Jesus says in the Sermon on Mount:
“But if anyone slaps you on the right cheek, turn to him the other also.”
“And if anyone would sue you and take your tunic, let him have your cloak as well.”
“Blessed are the peacemakers, for they shall be called sons of God.”
“And if anyone forces you to go one mile, go with him two miles.”
I wonder what Jesus would say if asked, “If a symbol of a person’s heritage causes another brother to recall oppression, murder, rape, bondage, should they fly it in their face?”
I will not even attempt to answer for Jesus, but when I consult the Scriptures and attempt to walk a life pleasing to God (Yes, I fail! Oh boy, do I fail! But even when one fails, we should not give up trying…), I believe we should be considerate and gracious to our neighbor:
There is neither Jew nor Greek, there is neither slave nor free, there is neither male nor female, for you are all one in Christ Jesus.
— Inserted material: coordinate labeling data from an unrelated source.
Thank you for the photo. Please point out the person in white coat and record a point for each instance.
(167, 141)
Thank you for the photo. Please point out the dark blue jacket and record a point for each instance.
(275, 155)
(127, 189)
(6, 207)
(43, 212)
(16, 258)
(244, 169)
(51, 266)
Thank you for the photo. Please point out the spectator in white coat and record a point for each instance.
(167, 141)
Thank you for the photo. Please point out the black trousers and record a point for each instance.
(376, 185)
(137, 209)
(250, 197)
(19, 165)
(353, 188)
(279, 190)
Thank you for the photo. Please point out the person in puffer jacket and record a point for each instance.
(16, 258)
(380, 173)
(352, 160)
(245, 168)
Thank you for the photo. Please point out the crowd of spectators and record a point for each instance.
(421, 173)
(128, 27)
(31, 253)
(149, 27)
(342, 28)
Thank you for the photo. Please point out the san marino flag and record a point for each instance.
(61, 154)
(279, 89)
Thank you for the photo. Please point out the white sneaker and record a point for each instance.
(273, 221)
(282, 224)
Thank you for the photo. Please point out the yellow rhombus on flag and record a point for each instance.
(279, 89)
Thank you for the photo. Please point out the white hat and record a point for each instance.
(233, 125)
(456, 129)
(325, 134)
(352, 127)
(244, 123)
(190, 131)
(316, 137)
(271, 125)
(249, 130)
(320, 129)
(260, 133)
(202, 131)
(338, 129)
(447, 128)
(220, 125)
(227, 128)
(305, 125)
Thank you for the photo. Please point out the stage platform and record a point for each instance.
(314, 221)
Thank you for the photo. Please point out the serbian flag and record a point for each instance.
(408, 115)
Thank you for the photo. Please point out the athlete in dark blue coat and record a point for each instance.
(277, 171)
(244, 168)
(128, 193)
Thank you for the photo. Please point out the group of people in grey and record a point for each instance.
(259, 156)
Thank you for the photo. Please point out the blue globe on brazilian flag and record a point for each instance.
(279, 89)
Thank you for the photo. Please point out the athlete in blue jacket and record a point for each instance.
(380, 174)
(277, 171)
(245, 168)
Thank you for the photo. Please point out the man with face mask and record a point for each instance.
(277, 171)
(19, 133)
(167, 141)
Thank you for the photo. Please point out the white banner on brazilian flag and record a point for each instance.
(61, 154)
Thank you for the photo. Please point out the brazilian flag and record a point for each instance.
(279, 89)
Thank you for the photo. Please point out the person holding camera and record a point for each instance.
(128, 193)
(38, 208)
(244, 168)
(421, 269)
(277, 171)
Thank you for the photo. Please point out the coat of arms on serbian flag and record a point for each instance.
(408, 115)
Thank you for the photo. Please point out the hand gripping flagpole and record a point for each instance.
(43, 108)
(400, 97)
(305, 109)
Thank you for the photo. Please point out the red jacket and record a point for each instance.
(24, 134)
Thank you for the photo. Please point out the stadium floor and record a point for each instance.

We have to stop the “it’s my heritage” talk and show love to our neighbors. First, it is their heritage too, and secondly, as a Christian, our identity is in Christ, not these earthly things. Christ is coming to make all things new. We will all be in heaven together and these earthly issues will be the furthest thing from our mind. Christ lived the perfect, sinless life and fulfilled the law—securing our value and identity in him, not in earthly things.